The hospital was just 11 years old when Barbara arrived, having been established in 1952 in the kindergarten in the church hall the Mackenzie sisters had attended as children. Her role was to teach the local doctors and midwives how to deliver babies and care for infants. She would only get involved in the more complex deliveries.

Her temporary placement turned into 30-plus years! Barbara remained at Il Sin Hospital until 1995. In her last ten years, she moved out of the hospital compound and into the community. She was the only expat on staff during that last decade and she felt content.
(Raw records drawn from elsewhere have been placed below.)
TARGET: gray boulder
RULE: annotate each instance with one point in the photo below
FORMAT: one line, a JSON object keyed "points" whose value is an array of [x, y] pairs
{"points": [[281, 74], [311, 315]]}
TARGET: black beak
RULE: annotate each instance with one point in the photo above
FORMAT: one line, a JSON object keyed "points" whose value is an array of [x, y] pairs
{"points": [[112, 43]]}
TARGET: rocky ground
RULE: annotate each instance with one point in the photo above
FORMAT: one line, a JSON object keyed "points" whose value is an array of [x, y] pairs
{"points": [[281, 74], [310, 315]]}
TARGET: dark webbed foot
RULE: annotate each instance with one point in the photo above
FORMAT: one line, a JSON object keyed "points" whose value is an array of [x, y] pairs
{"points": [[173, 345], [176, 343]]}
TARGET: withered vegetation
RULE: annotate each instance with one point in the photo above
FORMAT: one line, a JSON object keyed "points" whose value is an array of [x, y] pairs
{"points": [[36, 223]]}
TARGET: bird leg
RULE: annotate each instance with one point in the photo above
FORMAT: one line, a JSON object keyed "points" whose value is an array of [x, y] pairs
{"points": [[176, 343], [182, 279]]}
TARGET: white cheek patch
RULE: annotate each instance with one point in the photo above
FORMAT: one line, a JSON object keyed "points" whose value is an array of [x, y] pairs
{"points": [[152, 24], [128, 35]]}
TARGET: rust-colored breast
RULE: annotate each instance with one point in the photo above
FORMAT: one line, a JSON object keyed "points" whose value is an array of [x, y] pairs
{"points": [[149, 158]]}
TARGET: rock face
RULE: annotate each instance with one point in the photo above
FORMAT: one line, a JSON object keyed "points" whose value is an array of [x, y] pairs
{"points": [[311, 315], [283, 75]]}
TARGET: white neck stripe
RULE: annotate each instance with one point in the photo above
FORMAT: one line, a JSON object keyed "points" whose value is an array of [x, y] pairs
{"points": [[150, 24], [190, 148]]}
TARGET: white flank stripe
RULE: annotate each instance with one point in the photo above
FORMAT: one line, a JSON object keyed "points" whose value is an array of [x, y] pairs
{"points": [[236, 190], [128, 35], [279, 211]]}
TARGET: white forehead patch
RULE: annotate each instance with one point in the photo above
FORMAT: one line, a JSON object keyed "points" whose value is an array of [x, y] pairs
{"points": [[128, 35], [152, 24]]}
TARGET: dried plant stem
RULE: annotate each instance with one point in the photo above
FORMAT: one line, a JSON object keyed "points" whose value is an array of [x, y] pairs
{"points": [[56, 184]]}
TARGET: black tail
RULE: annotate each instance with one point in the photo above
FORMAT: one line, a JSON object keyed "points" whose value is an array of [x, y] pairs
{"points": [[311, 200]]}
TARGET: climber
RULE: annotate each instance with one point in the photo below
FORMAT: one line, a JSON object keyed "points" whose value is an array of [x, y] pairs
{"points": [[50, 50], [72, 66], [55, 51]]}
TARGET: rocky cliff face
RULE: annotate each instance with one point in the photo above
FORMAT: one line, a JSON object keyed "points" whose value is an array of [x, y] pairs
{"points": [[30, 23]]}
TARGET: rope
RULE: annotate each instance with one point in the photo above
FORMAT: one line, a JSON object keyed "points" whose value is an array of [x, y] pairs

She also knew that God was calling her to another career, this time in palliative care.

And so Barbara returned to Australia from South Korea aged 62, moving to Newcastle to undertake palliative care training which became a very full-time late-career change role for a further ten years.

As Barbara reflects on her time as a very busy doctor in South Korea, she acknowledges she didn’t have much time to attend Bible study classes, but she has no doubt that she was in God’s hands and heart every single day.

As with any job, there were hard times, disagreements, decisions she didn’t like, and people who had a different understanding of their faith to her own. Barbara has returned to South Korea on a few occasions since retiring. However, a little piece of her heart remains there, with the people of Pusan.